M’s grandfather repaired the lawn mower yesterday. When he came in for a glass of water, he left his tool-belt on the floor for a moment. M toddled over and took each tool out one by one, but she was particularly impressed with the screwdriver. She tried to screw imaginary screws into the hardwood floor, which is now irreparably scratched.
“Should she be chewing on that?” Grandpa asked. I ran over and took it from her. I’m pretty laid back, but I’m pretty sure motor oil and gas residue aren’t a great choice for a baby. M wailed – and then reached down and grabbed another screwdriver, which she was hiding under her butt. She poked me in the leg with it and I swatted her hand. “No,” I snapped. “That hurt!”
The next day after she had calmed down (and hopefully forgotten about it), we went to the store to get a tool set of her own. She’s always been fascinated by tools and if it’s what she wants to do, I’m all for it. M also really likes pink, so we were hoping to get her a pink tool set.
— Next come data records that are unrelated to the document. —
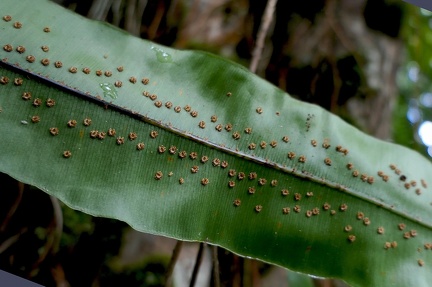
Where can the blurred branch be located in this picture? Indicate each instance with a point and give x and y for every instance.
(262, 33)
(174, 257)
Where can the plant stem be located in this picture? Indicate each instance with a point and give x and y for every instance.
(197, 265)
(265, 24)
(216, 275)
(174, 257)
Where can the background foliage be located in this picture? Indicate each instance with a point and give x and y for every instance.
(334, 75)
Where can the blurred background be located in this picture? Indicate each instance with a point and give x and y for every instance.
(368, 61)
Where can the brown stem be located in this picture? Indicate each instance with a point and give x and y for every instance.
(197, 265)
(262, 33)
(174, 257)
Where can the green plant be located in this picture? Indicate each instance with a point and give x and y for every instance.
(262, 174)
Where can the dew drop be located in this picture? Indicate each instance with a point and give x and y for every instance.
(161, 55)
(109, 90)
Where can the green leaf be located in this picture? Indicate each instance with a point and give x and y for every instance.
(343, 221)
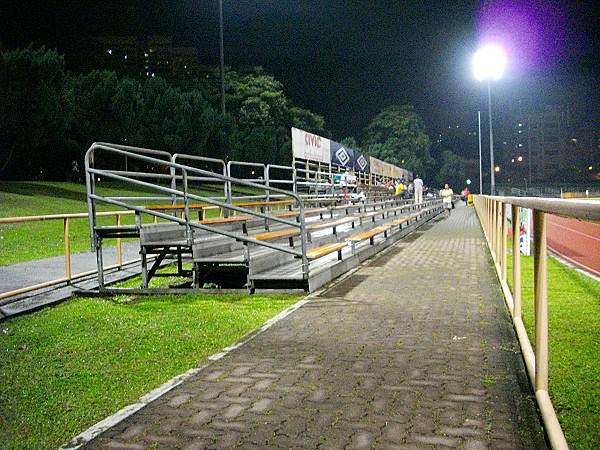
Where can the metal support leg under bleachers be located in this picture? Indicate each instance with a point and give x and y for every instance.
(144, 261)
(99, 262)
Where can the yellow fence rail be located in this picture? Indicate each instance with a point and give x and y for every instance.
(492, 213)
(66, 219)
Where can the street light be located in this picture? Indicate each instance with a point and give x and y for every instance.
(221, 57)
(488, 64)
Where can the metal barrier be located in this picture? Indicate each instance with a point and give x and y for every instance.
(69, 275)
(492, 215)
(220, 162)
(178, 172)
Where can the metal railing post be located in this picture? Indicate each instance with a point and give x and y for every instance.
(303, 239)
(186, 207)
(294, 180)
(504, 242)
(119, 245)
(67, 249)
(541, 300)
(516, 228)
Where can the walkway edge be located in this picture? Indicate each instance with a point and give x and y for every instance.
(112, 420)
(131, 409)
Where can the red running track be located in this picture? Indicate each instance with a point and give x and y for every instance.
(576, 241)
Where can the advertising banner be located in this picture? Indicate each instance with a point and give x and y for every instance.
(525, 224)
(341, 155)
(309, 146)
(376, 166)
(361, 163)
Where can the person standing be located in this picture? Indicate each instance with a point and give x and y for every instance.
(344, 181)
(446, 195)
(418, 183)
(465, 195)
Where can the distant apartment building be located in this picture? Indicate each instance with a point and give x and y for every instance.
(140, 56)
(550, 143)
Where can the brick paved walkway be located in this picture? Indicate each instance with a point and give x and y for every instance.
(414, 350)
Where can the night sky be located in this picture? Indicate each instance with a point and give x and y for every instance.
(349, 59)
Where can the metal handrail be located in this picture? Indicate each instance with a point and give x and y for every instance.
(578, 209)
(492, 213)
(226, 191)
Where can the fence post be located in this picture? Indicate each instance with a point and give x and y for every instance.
(67, 249)
(516, 228)
(541, 300)
(119, 246)
(503, 242)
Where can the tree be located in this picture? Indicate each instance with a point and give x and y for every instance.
(397, 135)
(350, 142)
(33, 112)
(451, 171)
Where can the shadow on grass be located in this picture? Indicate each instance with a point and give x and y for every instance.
(154, 302)
(34, 189)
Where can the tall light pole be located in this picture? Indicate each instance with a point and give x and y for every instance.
(480, 168)
(488, 64)
(222, 56)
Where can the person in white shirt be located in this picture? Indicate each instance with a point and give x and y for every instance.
(345, 180)
(446, 195)
(418, 183)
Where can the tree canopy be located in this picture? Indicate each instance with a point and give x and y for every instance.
(397, 135)
(50, 116)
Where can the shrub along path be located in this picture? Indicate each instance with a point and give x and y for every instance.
(415, 349)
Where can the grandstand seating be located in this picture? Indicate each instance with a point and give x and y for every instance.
(286, 240)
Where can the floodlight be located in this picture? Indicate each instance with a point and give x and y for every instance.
(489, 62)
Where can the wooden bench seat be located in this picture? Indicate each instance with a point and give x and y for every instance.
(279, 234)
(307, 212)
(178, 207)
(326, 249)
(224, 220)
(405, 219)
(333, 224)
(265, 203)
(374, 214)
(369, 234)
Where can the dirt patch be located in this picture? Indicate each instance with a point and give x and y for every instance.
(385, 258)
(343, 288)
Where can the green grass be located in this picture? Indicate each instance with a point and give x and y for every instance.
(65, 368)
(574, 330)
(37, 240)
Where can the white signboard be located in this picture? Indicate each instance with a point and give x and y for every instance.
(310, 146)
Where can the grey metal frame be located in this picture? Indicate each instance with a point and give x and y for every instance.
(140, 154)
(226, 190)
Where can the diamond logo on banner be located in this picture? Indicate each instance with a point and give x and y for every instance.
(362, 163)
(342, 156)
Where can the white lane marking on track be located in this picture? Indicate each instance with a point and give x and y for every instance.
(574, 231)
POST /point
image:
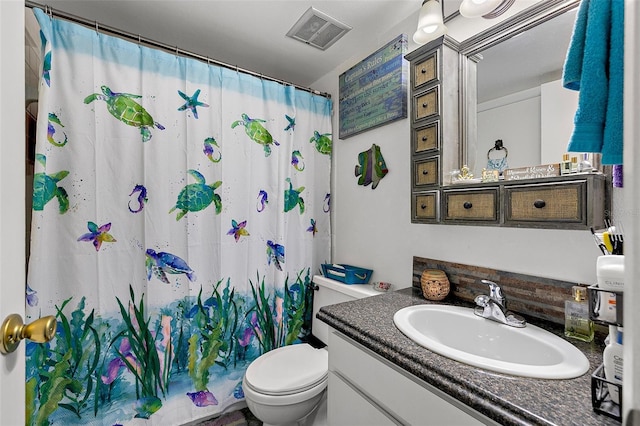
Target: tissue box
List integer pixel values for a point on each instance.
(346, 273)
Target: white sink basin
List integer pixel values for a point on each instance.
(459, 334)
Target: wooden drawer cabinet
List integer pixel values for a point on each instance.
(560, 202)
(425, 207)
(426, 138)
(479, 205)
(425, 71)
(426, 172)
(427, 104)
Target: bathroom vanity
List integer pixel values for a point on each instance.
(379, 376)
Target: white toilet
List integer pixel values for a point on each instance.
(288, 385)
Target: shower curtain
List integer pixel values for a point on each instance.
(179, 212)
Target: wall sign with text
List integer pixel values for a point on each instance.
(374, 92)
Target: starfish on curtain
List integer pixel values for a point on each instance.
(192, 103)
(98, 235)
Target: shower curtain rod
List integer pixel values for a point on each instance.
(153, 43)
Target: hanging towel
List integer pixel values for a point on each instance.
(594, 66)
(613, 127)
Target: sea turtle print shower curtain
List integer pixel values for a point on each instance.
(180, 210)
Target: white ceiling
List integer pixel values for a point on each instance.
(250, 33)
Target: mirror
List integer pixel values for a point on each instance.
(514, 90)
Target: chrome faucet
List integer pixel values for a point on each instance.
(494, 307)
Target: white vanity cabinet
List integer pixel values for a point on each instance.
(366, 389)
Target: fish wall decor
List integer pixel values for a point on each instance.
(371, 167)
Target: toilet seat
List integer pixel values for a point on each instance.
(288, 370)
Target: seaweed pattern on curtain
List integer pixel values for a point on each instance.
(179, 212)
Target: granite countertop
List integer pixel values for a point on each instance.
(509, 400)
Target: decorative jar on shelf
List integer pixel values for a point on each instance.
(435, 284)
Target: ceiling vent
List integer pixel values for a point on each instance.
(318, 29)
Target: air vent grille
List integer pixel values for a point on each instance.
(317, 29)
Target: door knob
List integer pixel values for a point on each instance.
(13, 330)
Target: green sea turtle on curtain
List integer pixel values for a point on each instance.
(256, 132)
(123, 107)
(197, 196)
(45, 187)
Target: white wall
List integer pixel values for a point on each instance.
(515, 119)
(372, 228)
(558, 107)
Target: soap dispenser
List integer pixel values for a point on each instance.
(577, 324)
None there. (Amazon does sell an adult version that’s worth checking out.)
Looking at those aisles, I wonder what we are really teaching our children. It’s a commonly held belief that very young children can be untaught those gender specific expectations when they enter high-school, since that is when much of the adult personality is developing. Or is toy preference an inborn trait? I wonder if damage is being done early in the lives of our children?
A child’s perception of gender starts at age two and is relatively concrete by the age of five. That’s right, before kindergarten, they already are forming their identity around gender specific traits. And according to the psychology journal Sex Roles, a majority of toys geared towards children under the age of five are very much gender specific. This means that we’re teaching our children what their general role in life is supposed to be before they even start school. I find that to be incredibly concerning. A paper published by the University of North Carolina mirrors my concerns, by examining the effects of toys (and toy store division) on a developing child. What is more upsetting is what the toys teach to boys verses girls. Boys are taught about science, building things, leadership and other helpful career traits. In essence, boys are taught that their mind and skills matter. By contrast, girls are taught that appearance, clothes, body image and material wealth are the crucial skills. It’s no wonder many women grow up with body image issues since it’s one of the first lessons they are taught! Forbes talks about the long-term effects of “princess culture” and feminine toys in their article 7 ways You’re Hurting Your Daughter’s Future. The gist of the article is that the toys we give our children and the way we play with them as babies determine how they see themselves and the behaviors they exhibit as adults. While there is nothing wrong with playing dress-up occasionally, it should be balanced with games that will teach independence, self-confidence, self-reliance and reward scholastic endeavors.
We got M a black-and-blue tool set. She’s happily trying to screw screws into the bookshelf. Maybe, this will help her to learn how to fix things around the house. I’d be more than happy to pay her a nice allowance in exchange for someone to help with all the assembly that children’s toys seem to require.